General Motors has announced further retrenchment.

Are we spending time pursuing opportunities … or all of our time fixing problems

Dan Ammann General Motors President

The carmaker said it will stop selling vehicles in India by the end of this year and cancel most of a planned $1 billion (900 million euro) investment to build a new line of low-cost cars there, though it will continue some manufacturing there for export.

It is also planning to sell its operations in South Africa. Japan’s Isuzu Motors will purchase those, along with the 30 percent stake the US company owns in a truck joint venture with Isuzu Motors.

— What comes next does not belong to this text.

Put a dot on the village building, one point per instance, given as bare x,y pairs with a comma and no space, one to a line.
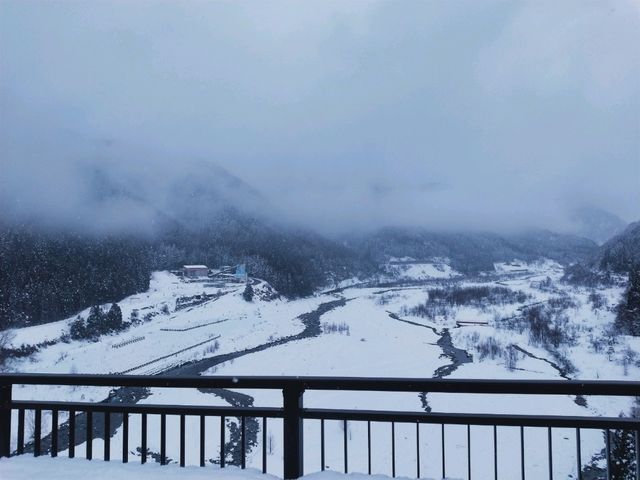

India and South Africa accounted for fewer that 50,000 vehicles sold by GM last year.

In addition there will be staff cuts at GM International Operations headquarters in Singapore.

It will take a $500 million (450 million euro) charge in the second quarter for the restructuring in India, Africa and Singapore.

Focus on profit

This follows the withdrawal from Europe with the proposed sale of loss-making Opel-Vauxhall to French rival PSA Peugeot Citroen.

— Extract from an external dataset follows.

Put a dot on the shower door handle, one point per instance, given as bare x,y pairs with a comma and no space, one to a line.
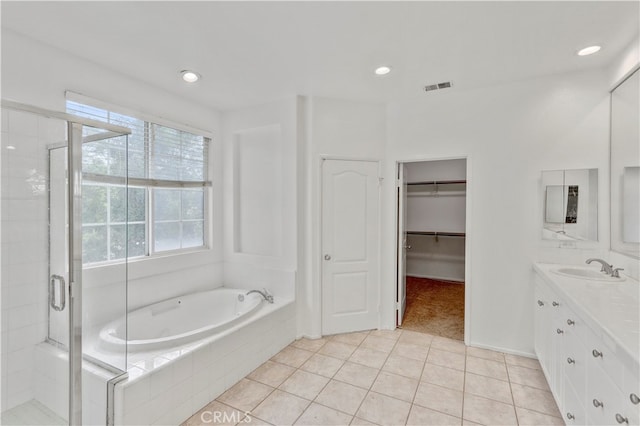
52,293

GM’s strategy is to focus its cash and engineering efforts on fewer, more profitable areas. That is China, the highly-profitable North American light truck and sport utility market, Latin America, vehicle financing and transportation services that ultimately could use autonomous vehicles.

GM President Dan Ammann told the Reuters news agency: “What are we spending our time doing? Are we spending time pursuing opportunities … or all of our time fixing problems?”